Kimmy sat attentively, crossing her legs kittenishly, tossed her hair and nearly batted her eyelashes. She was as coy as a randy rhinoceros. “Tell us about your work experience Mr. King.”
“Well, I’ve spent the last four years working in Hong Kong for Highland McGregor, the first two as deputy project manager, and the last two as acting project manager. We got the Takami Tower up one week over projection, but 4% under budget.”
Lauren knew of the project, and guessed that the four percent would represent roughly two million. Still, a week late wasn’t something that was forgivable.
“Konnichiwa,” Kimmy giggled. No one bothered to mention that was Japanese.
There was an awkward silence.
“Before that I was an associate project manager for the Big Dig here in Boston,” he offered a small quick smile. One of the biggest infrastructure projects this century, the Big Dig was a loaded gun. It was an engineering marvel and a legal nightmare. There was no point trying to hide it though; that job had paid for the diamond that had nearly put out his eye. “And a number of other smaller jobs before that. I understand that the current project you are looking to staff is still in the planning stages?”

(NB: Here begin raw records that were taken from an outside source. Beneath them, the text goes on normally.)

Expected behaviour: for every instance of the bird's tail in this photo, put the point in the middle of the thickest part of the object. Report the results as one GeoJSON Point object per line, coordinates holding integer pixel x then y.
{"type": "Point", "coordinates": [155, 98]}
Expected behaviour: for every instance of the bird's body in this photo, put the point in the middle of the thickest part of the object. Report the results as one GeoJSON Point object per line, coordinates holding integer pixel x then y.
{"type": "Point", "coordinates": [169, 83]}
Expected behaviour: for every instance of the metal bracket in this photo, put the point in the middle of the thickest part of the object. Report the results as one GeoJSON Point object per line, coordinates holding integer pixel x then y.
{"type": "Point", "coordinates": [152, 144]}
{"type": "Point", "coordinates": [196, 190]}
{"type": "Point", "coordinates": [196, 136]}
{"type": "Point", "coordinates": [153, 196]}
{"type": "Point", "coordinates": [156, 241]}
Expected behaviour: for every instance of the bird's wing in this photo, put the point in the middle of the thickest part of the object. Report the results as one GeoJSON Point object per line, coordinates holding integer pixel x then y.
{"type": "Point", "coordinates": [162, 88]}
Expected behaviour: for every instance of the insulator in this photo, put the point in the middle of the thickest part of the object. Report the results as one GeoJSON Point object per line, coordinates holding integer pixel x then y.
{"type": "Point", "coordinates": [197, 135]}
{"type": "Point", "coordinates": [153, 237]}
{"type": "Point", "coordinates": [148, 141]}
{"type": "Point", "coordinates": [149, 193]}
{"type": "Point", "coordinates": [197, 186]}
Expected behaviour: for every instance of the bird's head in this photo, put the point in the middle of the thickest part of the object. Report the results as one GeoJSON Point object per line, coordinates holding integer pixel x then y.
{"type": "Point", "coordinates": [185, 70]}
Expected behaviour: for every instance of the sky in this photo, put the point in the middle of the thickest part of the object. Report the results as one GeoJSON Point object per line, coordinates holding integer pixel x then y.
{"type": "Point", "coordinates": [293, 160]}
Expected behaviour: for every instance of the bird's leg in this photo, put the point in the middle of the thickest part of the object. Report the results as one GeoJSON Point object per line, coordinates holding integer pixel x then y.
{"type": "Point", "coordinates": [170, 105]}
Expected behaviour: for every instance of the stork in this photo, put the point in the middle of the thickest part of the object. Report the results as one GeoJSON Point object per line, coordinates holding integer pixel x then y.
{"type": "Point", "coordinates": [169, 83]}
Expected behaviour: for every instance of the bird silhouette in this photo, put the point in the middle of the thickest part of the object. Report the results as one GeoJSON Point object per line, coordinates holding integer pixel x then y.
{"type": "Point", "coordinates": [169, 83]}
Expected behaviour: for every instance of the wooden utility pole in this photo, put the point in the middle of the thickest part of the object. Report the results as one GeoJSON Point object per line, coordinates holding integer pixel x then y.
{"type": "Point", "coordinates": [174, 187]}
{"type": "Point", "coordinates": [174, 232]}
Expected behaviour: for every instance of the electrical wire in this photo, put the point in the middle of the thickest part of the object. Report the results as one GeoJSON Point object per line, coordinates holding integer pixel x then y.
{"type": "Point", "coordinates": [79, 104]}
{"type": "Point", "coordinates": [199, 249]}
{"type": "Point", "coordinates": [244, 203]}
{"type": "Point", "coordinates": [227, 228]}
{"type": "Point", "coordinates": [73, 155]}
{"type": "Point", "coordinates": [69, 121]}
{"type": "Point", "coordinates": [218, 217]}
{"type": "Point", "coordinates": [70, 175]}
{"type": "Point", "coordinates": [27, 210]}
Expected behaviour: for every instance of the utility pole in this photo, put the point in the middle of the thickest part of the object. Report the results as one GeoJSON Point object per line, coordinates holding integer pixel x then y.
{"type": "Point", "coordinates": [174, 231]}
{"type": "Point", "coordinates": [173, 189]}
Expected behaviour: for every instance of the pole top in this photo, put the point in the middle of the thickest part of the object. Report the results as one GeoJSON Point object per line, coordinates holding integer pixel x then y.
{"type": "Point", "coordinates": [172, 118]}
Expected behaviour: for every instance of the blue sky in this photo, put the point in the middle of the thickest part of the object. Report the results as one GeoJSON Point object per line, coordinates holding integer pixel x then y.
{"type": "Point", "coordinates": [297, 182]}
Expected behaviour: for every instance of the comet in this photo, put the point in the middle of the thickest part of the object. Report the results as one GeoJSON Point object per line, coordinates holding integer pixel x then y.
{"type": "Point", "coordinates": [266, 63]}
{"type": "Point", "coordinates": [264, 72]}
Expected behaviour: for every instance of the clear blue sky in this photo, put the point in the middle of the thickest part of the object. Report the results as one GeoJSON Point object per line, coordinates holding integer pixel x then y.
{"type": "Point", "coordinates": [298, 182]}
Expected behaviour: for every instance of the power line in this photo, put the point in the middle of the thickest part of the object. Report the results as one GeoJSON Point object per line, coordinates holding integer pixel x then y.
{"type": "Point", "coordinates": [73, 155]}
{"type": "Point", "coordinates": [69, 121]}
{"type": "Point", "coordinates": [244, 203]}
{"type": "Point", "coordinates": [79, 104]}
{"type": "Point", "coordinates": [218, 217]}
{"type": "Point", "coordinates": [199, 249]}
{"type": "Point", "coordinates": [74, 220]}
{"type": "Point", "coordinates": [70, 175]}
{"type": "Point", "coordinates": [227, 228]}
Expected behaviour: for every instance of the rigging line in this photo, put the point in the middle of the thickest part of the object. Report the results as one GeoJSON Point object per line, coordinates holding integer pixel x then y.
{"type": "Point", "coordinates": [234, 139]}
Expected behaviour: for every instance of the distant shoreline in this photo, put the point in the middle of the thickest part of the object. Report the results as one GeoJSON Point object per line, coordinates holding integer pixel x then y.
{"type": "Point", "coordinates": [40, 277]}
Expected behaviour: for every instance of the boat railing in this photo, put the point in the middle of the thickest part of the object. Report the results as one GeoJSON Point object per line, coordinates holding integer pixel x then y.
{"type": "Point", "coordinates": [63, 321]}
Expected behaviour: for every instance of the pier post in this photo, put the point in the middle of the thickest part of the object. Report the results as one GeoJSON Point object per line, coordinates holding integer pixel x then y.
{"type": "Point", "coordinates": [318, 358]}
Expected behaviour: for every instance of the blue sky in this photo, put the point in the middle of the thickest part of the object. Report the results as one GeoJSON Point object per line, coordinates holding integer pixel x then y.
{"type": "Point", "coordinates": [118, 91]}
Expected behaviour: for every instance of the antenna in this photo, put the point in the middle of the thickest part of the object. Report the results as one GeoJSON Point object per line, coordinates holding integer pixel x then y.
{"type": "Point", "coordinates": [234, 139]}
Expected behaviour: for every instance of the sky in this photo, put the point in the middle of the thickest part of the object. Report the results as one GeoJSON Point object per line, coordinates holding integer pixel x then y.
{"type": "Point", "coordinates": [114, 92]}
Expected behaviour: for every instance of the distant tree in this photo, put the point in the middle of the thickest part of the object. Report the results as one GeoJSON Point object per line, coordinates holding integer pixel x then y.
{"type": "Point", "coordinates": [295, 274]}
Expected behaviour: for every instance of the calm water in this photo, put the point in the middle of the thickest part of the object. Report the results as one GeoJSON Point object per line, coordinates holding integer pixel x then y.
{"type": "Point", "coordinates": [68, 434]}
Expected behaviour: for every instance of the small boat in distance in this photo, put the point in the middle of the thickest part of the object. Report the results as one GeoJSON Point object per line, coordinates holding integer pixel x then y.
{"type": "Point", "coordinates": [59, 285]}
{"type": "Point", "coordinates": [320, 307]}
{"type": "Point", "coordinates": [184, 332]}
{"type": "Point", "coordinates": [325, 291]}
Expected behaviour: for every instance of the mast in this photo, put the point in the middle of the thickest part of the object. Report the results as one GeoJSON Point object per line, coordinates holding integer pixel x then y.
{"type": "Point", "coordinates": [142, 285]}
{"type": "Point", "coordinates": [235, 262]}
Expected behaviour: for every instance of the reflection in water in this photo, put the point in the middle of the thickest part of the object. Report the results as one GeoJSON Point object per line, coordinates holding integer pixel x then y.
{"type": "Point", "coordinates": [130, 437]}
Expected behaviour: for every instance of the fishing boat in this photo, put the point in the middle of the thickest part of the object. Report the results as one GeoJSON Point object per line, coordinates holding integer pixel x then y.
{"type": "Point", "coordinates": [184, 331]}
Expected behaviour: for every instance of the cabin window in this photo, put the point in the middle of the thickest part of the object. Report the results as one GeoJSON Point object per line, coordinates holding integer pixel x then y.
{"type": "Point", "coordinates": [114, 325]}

“Lauren?” Kimmy needed help here.
Lauren bit her tongue. She couldn’t berate Kimmy for being unprofessional if she didn’t at least finish this interview, even though she would rather slap the smiles off both their faces, run from the room or both.
“We’re in the late stages. Ground breaking is to take place in six months time, once the t’s are crossed and the i’s dotted.”
“Understood,” William tried to project a confident air, though his insides were tangled like speaker wire. “And who would I be reporting to.”
“Lauren.” Kimmy managed to sound more confident this time.
Lauren had to admit that her one talent was knowing exactly where everyone sat in the company power structure.
“Wait a minute,” Kimmy turned toward Lauren. “Didn’t you work on the Big Dig too?”
Lauren nodded.
“Did you two know each other?”
Kimmy could feel the tension ratchet up another few notches. There was an opportunity here, and she knew what it was. “Wait, Lauren weren’t you engaged to a guy who worked on the Big Dig?”
She’d hit the nerve she was looking for. Lauren blanched, and William’s hand went to the scar splitting his eyebrow. Kimmy hid a wide smile behind a vacant expression, an expression that she had perfected very early on.
“Small world isn’t it? Let’s talk a little more about your work history Mr. King.”